Wallace said Friday on "Morning Joe" that nobody really understands just how bad things are because they aren't talking to enough small business owners. Or maybe it's because they don't get out of New York enough.
That's why, she explained, any debate over raising the minimum wage — which, again, Wallace thinks is a "wonderful idea" — needs to consider the Newtonian implications of such a proposal.
Here's Wallace's take:
"I think the other problem, I think the other reason it feels so bad, the other reason this economy feels so bad is because no one seems to get it. No one's talking about how much more difficult the government makes it and no one is addressing the things that present real hurdles — the cost of health care. The debate about minimum wage happens in a vacuum as though it doesn't affect the small business owners. Raising the minimum wage is a wonderful idea, but it has consequences. Every action has a reaction.
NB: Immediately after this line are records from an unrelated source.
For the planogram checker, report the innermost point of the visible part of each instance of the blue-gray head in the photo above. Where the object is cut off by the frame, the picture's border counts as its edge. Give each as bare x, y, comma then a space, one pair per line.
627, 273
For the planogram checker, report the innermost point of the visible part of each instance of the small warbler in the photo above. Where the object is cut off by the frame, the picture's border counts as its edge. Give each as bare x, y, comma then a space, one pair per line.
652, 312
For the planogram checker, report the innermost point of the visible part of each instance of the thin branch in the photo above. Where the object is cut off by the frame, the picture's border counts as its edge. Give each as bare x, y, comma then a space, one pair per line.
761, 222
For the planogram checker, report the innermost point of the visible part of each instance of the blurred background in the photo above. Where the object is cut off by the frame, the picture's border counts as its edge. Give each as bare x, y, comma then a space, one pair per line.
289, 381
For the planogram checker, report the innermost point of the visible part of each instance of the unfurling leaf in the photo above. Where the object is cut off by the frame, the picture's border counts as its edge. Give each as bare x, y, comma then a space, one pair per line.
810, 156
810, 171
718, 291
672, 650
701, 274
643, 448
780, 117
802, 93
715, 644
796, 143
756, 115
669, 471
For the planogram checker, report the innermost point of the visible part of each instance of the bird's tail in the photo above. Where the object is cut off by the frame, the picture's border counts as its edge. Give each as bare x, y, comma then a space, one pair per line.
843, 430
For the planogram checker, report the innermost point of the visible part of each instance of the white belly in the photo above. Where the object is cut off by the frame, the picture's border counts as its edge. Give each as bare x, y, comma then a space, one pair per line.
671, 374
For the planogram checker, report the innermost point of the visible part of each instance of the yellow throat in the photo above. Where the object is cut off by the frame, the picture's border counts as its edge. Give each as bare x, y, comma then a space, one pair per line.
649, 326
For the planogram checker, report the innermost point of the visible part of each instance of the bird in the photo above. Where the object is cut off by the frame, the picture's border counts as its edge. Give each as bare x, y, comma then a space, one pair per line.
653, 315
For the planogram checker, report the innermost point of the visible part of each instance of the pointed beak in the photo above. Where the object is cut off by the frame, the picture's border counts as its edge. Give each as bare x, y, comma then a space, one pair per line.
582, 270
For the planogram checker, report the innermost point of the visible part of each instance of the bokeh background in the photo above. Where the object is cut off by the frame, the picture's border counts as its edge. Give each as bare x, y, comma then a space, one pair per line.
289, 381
And I think the frustration that small business owners feel and, you know, leave New York and, you know, you get to speak to people who always come up and say, 'Why doesn't anybody talk about the plight of the people who actually hire people?' And those, in recent history, have been the small business owners in this country. And they're not hiring because of health care, because of uncertainty about minimum wage, because of regulations. And that's part of why, not only is unemployment stagnant, but it feels bad."
Fittingly, Byron York has a column out today on the House GOP's realization that most Americans do not, in fact, own a business.